L’alternative au libéralisme dont nous partageons l’urgence n’est pas une alternative exclusivement électorale, et sa construction ne s’arrête pas aux Ides de Mai. Il s’agit de tracer un chemin pour avant, pendant, et après les grands soirs et petits matins électoraux. Si nous faisons miroiter aujourd’hui la promesse d’une autre gauche pour finir demain par avaler ce que tu appelles joliment « les couleuvres du socialisme gouvernemental », plus dure sera la chute : nous verrons dégringoler sur nos pieds la montagne que nous avons commencé à soulever lors de la campagne du Non. Cette désillusion pourrait alors, comme tu le redoutes, alimenter les réactions de dépit les plus imprévisibles et les plus inquiétantes.

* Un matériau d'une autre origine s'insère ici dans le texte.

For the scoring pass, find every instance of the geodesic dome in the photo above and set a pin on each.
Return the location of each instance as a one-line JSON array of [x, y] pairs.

La question que nous voulons clarifier l’est si peu ou si mal que tu contribues toi-même à la confusion : « l’enjeu, écris-tu, se trouve là : comment peser au maximum pour infléchir à gauche une formation – le Parti socialiste – tentée par le centre ». L’enjeu est-il de dégager une alternative au social-libéralisme ou – plus modestement – de « l’infléchir à gauche » ? L’infléchir à gauche, c’est ce qu’a cru pouvoir faire le Parti communiste en participant au gouvernement Jospin avec le brillant résultat que l’on sait. Si notre ambition se limite à infléchir (jusqu’à quel point ?) la ligne du Parti socialiste, l’alternative tournera vite au lobbying sur l’appareil dominant. Et pour l’infléchir efficacement, pourquoi ne pas infléchir du dedans une gauche recomposée, au-delà du oui et du non, au prix d’un pesant silence sur les prochaines échéances européennes ? Et pourquoi ne pas infléchir de l’intérieur un gouvernement de gauche plurielle bis ? La valise de l’alternative aurait ainsi une poignée, mais elle serait vide, son contenu ayant été sacrifié sur l’autel du « tout sauf Sarkozy/Le Pen ». En Italie, le « tout sauf Berlusconi » vient ainsi de conduire Refondation communiste à se ranger sous les fourches caudines de Romano Prodi, à voter un budget d’austérité, à voter l’envoi de troupes en Afghanistan, en attendant de se rallier peut-être à un traité constitutionnel allégé annoncé pour 2008.

La peur de Sarkozy, la menace Le Pen, le spectre du 22 avril 2002, tout va concourir au chantage au « vote utile » dès le premier tour. Dire, comme certains l’ont fait avec une belle naïveté, que la candidature de Ségolène « ouvre un boulevard à la gauche antilibérale » est bien hasardeux. Ayant construit sa candidature au-dessus ou au-delà des clivages traditionnels, elle ratissera large : une dose de blairisme, une dose de lyrisme jauressien (jusqu’à revendiquer sans sourciller la mémoire de Rosa Luxemburg assassinée par les vénérables sociaux-démocrates allemands !), une dose sécuritaire de sarkozysme, et – pourquoi pas – un zeste d’Olivier ou d’Arlette pour pimenter le plat. Si tel est le cas, tu es fort imprudent d’ironiser sur le « minois » de la candidate. Pour tenir le cap de l’alternative, il faudra savoir où l’on veut aller et y mettre une forte conviction.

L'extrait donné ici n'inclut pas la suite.